第2話俺の友達は2
ご覧の通り、彼女は品行方正・成績優秀で、校内に強い発言力を持つ、「校内一可愛い女子」(略して「校女」)三位の善人だ。
では、俺みたいな陰キャでありながら健全で、ごく普通の男子高校生が、なぜ彼女と知り合いなのか?
そのわけを、ゆっくり話そう。
物心ついた頃から、彼女はいつもそばにいた。
「ねえ、見て!カブトムシだよ」
「おお、でけえな」
「見て見て!アリさんだよ」
「おお、ちっせえな」
俺と彼女の家は隣同士で、両親たちは俺たちが生まれる前からの知り合いらしい。
だから両家族で食事をする機会も多かった。
「ご子息は優秀ですね、またテスト一位とか」
「ご令嬢だって負けてませんよ」
「ええ」「ははは」
宴席の大人たちは、よく自分の子供を自慢の種にした。正直、こういう空気は苦手だった。
社交辞令だけの、本物の人間関係なんかじゃない。
だから、こんな時はいつもこっそり抜け出して本を読んでいた。
「何してるの?」
幼気(いたいけ)な栗色の長髪を揺らして、彼女が近づいてきた。
「本読んでる」
「何の本?」
表紙を見せてやった。
「どれどれ……うえっ、『人間の闇の本性』?それ何?」
見て分かるだろ、ってツッコミたくなったが、困惑した顔の彼女をよそに、さっきまで読んでいたページを開き直した。
「暗い感じ……ねえ、クッキー食べる?」
彼女はまたもや、どこからか開封済みのクッキー箱を取り出した。
話の変わりようが早い。
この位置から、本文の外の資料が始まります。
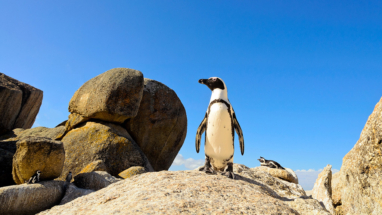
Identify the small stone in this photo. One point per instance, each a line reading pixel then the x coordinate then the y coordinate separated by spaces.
pixel 30 198
pixel 72 192
pixel 322 190
pixel 94 180
pixel 280 173
pixel 132 171
pixel 97 165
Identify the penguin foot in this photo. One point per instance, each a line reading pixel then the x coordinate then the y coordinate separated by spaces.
pixel 207 170
pixel 229 174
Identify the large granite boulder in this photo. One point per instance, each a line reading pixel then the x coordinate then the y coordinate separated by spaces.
pixel 101 141
pixel 160 126
pixel 361 170
pixel 72 192
pixel 112 96
pixel 322 190
pixel 19 104
pixel 8 148
pixel 30 198
pixel 94 180
pixel 194 192
pixel 37 153
pixel 287 175
pixel 6 158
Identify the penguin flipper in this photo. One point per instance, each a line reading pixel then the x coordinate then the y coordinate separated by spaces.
pixel 199 132
pixel 239 132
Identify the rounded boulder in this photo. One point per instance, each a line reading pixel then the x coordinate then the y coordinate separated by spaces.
pixel 160 126
pixel 113 96
pixel 103 144
pixel 37 153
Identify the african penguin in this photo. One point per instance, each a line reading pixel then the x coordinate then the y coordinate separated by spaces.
pixel 269 163
pixel 69 177
pixel 35 178
pixel 219 124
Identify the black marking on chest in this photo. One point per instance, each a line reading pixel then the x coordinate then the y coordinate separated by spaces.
pixel 230 115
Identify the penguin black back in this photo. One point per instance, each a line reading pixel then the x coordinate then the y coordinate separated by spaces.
pixel 269 163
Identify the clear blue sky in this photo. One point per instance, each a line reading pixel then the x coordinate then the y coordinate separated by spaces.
pixel 303 76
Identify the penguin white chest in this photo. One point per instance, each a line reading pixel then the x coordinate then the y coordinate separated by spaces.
pixel 219 135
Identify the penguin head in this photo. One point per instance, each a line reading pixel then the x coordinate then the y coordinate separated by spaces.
pixel 213 83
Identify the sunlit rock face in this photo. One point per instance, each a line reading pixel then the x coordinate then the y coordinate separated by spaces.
pixel 361 171
pixel 195 192
pixel 19 104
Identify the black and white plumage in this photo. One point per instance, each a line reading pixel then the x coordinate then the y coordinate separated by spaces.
pixel 69 177
pixel 35 178
pixel 270 163
pixel 219 124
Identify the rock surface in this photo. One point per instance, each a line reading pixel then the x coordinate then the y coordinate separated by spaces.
pixel 194 192
pixel 160 126
pixel 336 189
pixel 280 173
pixel 132 171
pixel 19 104
pixel 37 153
pixel 361 170
pixel 94 180
pixel 322 190
pixel 51 133
pixel 72 192
pixel 112 96
pixel 6 158
pixel 97 165
pixel 102 141
pixel 30 198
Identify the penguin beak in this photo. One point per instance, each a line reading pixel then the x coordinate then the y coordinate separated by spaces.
pixel 203 81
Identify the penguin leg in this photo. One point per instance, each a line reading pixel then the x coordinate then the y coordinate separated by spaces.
pixel 207 166
pixel 229 171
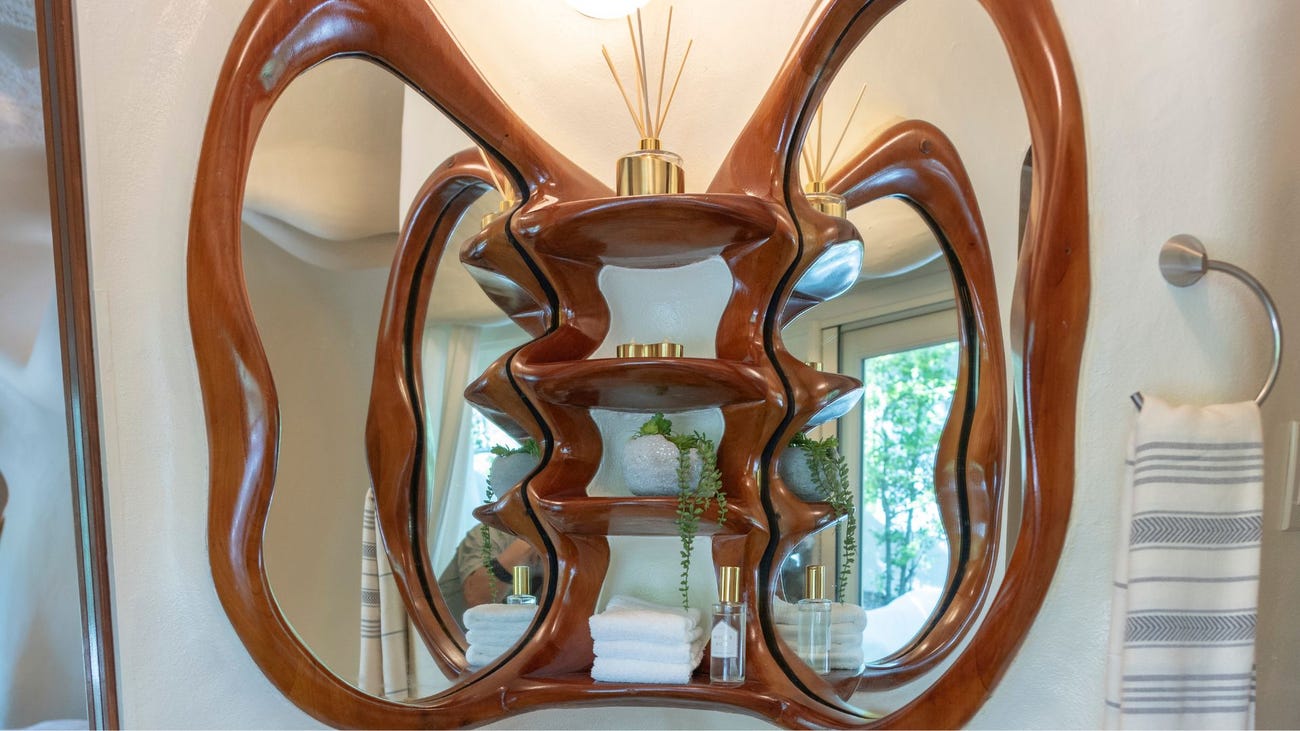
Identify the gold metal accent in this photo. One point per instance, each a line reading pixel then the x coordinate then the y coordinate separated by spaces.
pixel 506 204
pixel 650 350
pixel 814 583
pixel 828 203
pixel 521 584
pixel 650 172
pixel 728 584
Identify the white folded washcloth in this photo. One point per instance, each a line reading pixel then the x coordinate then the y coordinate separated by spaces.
pixel 651 652
pixel 505 635
pixel 627 601
pixel 841 613
pixel 645 624
pixel 615 670
pixel 498 614
pixel 479 656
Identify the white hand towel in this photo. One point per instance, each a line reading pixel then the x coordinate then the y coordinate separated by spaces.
pixel 625 601
pixel 841 613
pixel 644 624
pixel 498 614
pixel 479 656
pixel 618 670
pixel 1187 570
pixel 505 635
pixel 651 652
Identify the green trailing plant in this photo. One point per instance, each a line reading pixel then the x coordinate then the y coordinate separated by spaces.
pixel 692 498
pixel 527 446
pixel 831 479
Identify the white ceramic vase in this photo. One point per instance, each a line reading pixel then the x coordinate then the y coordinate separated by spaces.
pixel 650 466
pixel 797 475
pixel 510 470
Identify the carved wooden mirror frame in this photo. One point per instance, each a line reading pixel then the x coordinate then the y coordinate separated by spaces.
pixel 540 263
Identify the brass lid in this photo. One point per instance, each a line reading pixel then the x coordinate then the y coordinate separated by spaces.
pixel 814 583
pixel 650 172
pixel 728 584
pixel 521 584
pixel 650 350
pixel 828 203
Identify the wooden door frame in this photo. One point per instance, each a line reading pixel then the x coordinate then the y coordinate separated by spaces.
pixel 55 20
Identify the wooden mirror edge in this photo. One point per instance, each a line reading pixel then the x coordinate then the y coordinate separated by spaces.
pixel 243 432
pixel 57 51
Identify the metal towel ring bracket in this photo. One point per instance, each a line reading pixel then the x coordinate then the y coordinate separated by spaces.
pixel 1183 262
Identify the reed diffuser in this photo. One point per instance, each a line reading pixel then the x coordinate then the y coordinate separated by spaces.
pixel 507 193
pixel 817 169
pixel 649 171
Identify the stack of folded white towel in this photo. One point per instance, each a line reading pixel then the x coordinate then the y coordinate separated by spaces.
pixel 848 622
pixel 641 641
pixel 493 628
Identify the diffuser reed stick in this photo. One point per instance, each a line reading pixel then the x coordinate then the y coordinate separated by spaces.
pixel 649 116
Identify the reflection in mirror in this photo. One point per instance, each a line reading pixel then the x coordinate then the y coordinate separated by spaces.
pixel 930 85
pixel 334 169
pixel 896 332
pixel 42 671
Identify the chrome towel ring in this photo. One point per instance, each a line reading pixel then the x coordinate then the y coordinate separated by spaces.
pixel 1183 262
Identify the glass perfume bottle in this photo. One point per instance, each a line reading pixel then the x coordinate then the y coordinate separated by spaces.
pixel 814 643
pixel 520 587
pixel 727 639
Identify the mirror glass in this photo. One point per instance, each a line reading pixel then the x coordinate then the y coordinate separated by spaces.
pixel 336 167
pixel 42 666
pixel 896 328
pixel 896 332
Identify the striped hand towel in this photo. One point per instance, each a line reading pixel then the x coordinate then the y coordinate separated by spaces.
pixel 386 665
pixel 1187 570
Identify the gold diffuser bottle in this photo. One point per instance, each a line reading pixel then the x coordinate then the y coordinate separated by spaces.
pixel 815 191
pixel 651 169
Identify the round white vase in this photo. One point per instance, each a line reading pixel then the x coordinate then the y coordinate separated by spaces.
pixel 650 466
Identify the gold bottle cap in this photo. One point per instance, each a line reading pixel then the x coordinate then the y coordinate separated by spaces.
pixel 523 584
pixel 668 350
pixel 814 583
pixel 728 584
pixel 650 172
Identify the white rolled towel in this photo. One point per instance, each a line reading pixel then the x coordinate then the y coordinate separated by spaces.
pixel 479 656
pixel 651 652
pixel 505 635
pixel 497 614
pixel 841 613
pixel 658 626
pixel 627 601
pixel 616 670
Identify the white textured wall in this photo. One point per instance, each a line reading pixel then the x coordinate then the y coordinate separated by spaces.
pixel 1188 111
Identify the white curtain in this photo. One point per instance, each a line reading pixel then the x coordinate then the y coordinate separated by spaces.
pixel 449 366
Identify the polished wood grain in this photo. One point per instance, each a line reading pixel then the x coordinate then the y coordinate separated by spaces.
pixel 917 163
pixel 57 48
pixel 541 264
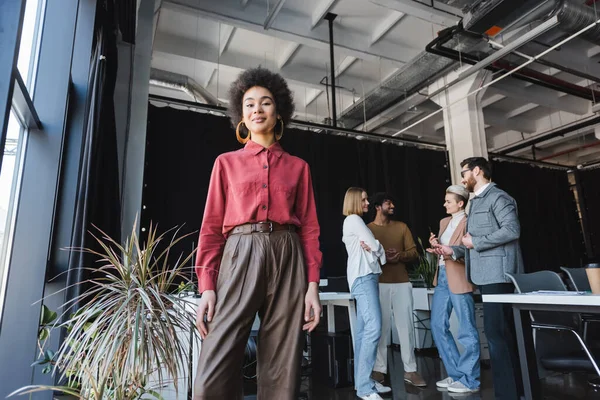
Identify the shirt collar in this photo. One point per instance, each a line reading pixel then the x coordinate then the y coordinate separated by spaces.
pixel 482 189
pixel 256 148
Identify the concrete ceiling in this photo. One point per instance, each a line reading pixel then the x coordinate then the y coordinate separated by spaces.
pixel 211 42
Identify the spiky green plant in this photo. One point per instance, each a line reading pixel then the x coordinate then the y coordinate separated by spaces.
pixel 127 326
pixel 426 265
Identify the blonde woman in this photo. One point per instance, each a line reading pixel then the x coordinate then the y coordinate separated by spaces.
pixel 365 256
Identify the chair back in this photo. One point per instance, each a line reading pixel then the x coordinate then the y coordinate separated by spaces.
pixel 549 343
pixel 543 280
pixel 578 279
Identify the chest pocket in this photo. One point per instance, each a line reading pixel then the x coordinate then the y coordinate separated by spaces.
pixel 480 219
pixel 242 188
pixel 282 190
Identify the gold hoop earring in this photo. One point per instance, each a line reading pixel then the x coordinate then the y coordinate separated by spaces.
pixel 280 134
pixel 242 140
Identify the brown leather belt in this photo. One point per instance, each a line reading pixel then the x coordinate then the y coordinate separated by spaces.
pixel 262 227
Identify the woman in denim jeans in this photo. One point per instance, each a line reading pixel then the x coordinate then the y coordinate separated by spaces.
pixel 454 292
pixel 365 254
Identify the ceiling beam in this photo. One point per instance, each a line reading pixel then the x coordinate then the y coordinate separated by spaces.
pixel 521 110
pixel 498 118
pixel 593 52
pixel 344 65
pixel 290 26
pixel 384 26
pixel 302 75
pixel 226 35
pixel 273 14
pixel 489 100
pixel 210 77
pixel 541 96
pixel 421 11
pixel 320 11
pixel 287 54
pixel 392 112
pixel 312 97
pixel 566 57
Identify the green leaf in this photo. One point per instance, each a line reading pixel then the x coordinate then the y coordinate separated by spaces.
pixel 47 316
pixel 44 334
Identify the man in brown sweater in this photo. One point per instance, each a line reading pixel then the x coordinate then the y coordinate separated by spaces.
pixel 395 290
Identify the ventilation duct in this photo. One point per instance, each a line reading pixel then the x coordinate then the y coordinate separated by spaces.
pixel 426 67
pixel 495 16
pixel 172 80
pixel 412 77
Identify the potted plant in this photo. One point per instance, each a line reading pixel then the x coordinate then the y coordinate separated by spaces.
pixel 426 266
pixel 129 325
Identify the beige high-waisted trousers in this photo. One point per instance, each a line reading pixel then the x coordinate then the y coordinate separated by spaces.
pixel 264 273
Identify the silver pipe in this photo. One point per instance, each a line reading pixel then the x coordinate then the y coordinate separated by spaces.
pixel 508 73
pixel 172 80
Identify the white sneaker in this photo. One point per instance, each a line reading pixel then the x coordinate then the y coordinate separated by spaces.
pixel 458 387
pixel 372 396
pixel 381 388
pixel 444 383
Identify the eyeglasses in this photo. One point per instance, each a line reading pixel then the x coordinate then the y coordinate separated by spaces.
pixel 462 173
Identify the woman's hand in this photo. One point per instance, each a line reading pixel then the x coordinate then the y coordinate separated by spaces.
pixel 433 241
pixel 365 246
pixel 312 307
pixel 205 307
pixel 440 250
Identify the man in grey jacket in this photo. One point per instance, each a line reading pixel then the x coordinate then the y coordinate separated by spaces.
pixel 490 249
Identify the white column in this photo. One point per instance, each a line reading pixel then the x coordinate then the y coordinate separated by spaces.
pixel 463 117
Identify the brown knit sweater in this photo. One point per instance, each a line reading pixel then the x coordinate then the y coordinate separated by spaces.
pixel 395 235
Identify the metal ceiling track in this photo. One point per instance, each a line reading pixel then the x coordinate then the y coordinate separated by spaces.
pixel 312 126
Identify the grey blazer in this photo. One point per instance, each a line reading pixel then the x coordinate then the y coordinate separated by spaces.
pixel 494 225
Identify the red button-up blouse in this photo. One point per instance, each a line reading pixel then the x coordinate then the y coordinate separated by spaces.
pixel 256 184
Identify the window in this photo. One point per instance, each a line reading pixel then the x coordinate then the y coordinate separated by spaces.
pixel 9 184
pixel 13 152
pixel 28 53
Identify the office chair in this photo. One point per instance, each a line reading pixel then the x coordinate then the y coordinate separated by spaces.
pixel 563 354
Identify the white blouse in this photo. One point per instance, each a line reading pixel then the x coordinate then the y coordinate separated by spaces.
pixel 447 235
pixel 360 261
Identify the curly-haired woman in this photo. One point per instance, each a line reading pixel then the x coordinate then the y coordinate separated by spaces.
pixel 258 250
pixel 453 292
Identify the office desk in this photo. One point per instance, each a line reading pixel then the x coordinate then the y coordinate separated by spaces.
pixel 342 299
pixel 522 303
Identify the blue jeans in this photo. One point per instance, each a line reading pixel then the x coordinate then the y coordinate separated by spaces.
pixel 464 367
pixel 367 332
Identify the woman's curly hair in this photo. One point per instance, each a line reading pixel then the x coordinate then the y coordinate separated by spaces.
pixel 284 100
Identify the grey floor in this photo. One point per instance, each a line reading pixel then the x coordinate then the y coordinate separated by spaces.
pixel 554 387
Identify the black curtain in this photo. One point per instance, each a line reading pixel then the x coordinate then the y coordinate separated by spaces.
pixel 550 231
pixel 98 194
pixel 590 184
pixel 182 146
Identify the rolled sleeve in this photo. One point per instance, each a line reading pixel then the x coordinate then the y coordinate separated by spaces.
pixel 212 240
pixel 309 232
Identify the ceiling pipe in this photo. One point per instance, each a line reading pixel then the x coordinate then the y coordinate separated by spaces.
pixel 436 46
pixel 551 134
pixel 571 150
pixel 172 80
pixel 312 126
pixel 508 73
pixel 330 17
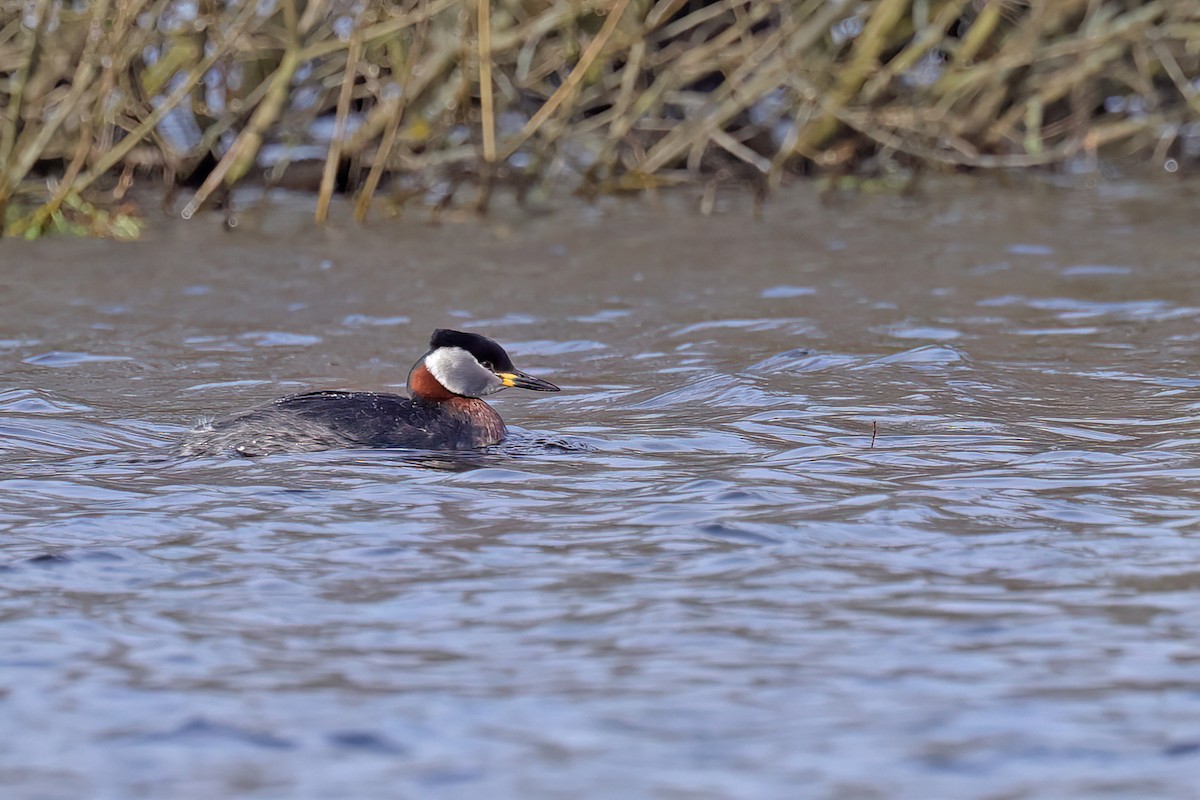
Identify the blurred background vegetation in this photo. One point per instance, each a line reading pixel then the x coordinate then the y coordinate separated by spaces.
pixel 443 101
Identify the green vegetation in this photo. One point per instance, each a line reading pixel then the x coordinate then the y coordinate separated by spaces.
pixel 401 98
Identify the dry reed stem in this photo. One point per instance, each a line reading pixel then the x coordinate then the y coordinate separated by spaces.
pixel 329 176
pixel 655 91
pixel 573 80
pixel 485 79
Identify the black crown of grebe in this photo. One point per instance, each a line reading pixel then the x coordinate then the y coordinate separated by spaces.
pixel 443 410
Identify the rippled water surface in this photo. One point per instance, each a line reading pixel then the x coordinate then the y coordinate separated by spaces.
pixel 871 497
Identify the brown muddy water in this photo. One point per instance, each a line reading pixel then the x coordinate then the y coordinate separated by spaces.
pixel 689 575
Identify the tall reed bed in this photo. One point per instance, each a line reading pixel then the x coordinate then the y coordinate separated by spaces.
pixel 445 100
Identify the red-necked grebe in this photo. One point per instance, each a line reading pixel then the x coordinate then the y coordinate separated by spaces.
pixel 443 411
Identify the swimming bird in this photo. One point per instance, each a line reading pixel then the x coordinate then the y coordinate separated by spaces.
pixel 444 409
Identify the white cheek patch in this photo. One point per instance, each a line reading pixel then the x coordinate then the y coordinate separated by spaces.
pixel 438 362
pixel 457 371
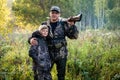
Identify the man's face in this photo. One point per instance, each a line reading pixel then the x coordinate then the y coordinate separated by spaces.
pixel 44 32
pixel 54 16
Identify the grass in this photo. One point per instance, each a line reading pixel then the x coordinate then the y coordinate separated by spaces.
pixel 95 55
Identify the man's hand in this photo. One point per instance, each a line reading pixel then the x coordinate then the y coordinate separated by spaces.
pixel 70 22
pixel 33 41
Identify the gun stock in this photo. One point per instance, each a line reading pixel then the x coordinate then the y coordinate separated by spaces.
pixel 75 18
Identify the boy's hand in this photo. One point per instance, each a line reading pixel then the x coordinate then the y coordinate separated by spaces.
pixel 33 41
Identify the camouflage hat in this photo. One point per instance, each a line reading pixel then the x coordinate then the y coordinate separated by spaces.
pixel 42 27
pixel 55 8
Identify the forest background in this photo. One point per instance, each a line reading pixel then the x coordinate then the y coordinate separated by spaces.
pixel 95 55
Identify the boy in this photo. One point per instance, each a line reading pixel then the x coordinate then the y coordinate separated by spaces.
pixel 39 53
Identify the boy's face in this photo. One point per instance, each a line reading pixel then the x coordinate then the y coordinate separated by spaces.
pixel 44 32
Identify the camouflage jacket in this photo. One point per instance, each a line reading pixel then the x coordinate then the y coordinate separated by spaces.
pixel 57 39
pixel 40 55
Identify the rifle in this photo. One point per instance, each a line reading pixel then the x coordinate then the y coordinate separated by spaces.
pixel 75 18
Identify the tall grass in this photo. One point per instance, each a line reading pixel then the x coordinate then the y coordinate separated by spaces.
pixel 95 55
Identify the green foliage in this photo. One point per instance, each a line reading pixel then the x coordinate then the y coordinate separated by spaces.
pixel 5 26
pixel 94 56
pixel 114 18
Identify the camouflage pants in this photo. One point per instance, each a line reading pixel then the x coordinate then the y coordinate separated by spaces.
pixel 59 58
pixel 42 75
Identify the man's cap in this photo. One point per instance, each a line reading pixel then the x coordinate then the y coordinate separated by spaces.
pixel 42 27
pixel 55 8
しかもさっき食事したばかりだろ、思春期の女子の食欲は恐ろしい。
「……もらう」
「はい」
彼女が差し出した、かじった跡がついたクッキーを見て、俺は箱から別の一枚を取り出した。
✕✕✕
「プッ」
「そこの生徒、何を笑っているの?」
授業中だった小原先生が突然立ち止まり、鋭い目つきで俺を睨んだ。
おかげでクラス全員の視線が俺に集中し、東山さんまで「こいつ何やってんの」って顔をしている。
期待に応えて、俺は立ち上がり、できるだけ平静な声で言った。
「クッキーのことを考えてました」
「クッキーが何か可笑しいのか? それより、君、この問題を解きなさい」
彼女は黒板に書いたばかりの問題をトントンと叩いた。
幸い問題は難しくなかったので、俺はすぐに解けた。呆れたようにため息をつく小原先生は、「放課後職員室に来なさい」と念を押すと、俺を座らせた。
「あと何分で放課後だ……」と考えながら窓の外を見ると、サッと顔を戻して真面目に授業を受けているふりをしている東山さんの姿が目に入った。ったく、せめてお前はちゃんと授業聞けよ。
「✕✕君、また上の空じゃないの?」小原先生が俺の横に来て、教科書で頭をトンと叩いた。
頭をさすりながら、俺はとぼけた口調で心から謝った。クラスメイトたちも笑っていた。
初秋の日没は冬ほど早くなく、夏ほど遅くもない。つまり、木々の影が限りなく伸びた時、その日は終わるのだ。
放課後。
同じ制服を着た生徒たちが(もちろん男女でデザインは違う)ぞろぞろと校門へ向かい、同性のグループが肩を組んだりして堂々と通行の邪魔をしている。
それに比べれば、男女一組の「リア充チーム」の方がまだ静かだ。だが彼らが放つ輝くオーラ(交通安全の妨げ)は危険極まりないと思う。
鞄をまとめながら、楽しそうにおしゃべりするクラスメイトが次々と机の脇を通り過ぎるのを見て、俺は思わずため息をついた。とはいえ、追いかける様子もない。停学処分なんだから。
その時、鮮やかな栗色のポニーテールが視界に飛び込んできた。東山さんはもう鞄を背負い、身をかがめて俺の耳元でささやくように言った。
「正門で待ってるからね」
「先に帰らなくていいのか?小原先生の説教、結構長引きそうだけど」
「だったら、そんなに待たせないでよ」彼女は怒ったふりをして頬を膨らませると、さっと俺の机の脇から離れ、自慢げに栗色のポニーテールを揺らしながら後ろのドアから出ていった。
教室にはもう誰もいなかった。おそらく、俺のことを気遣って、わざわざこのタイミングで話しかけてくれたんだろう。そう思うと、また深いため息が出た。電気を消し、ドアに鍵をかけ、俺は「ラスボス部屋」(職員室)へと向かった。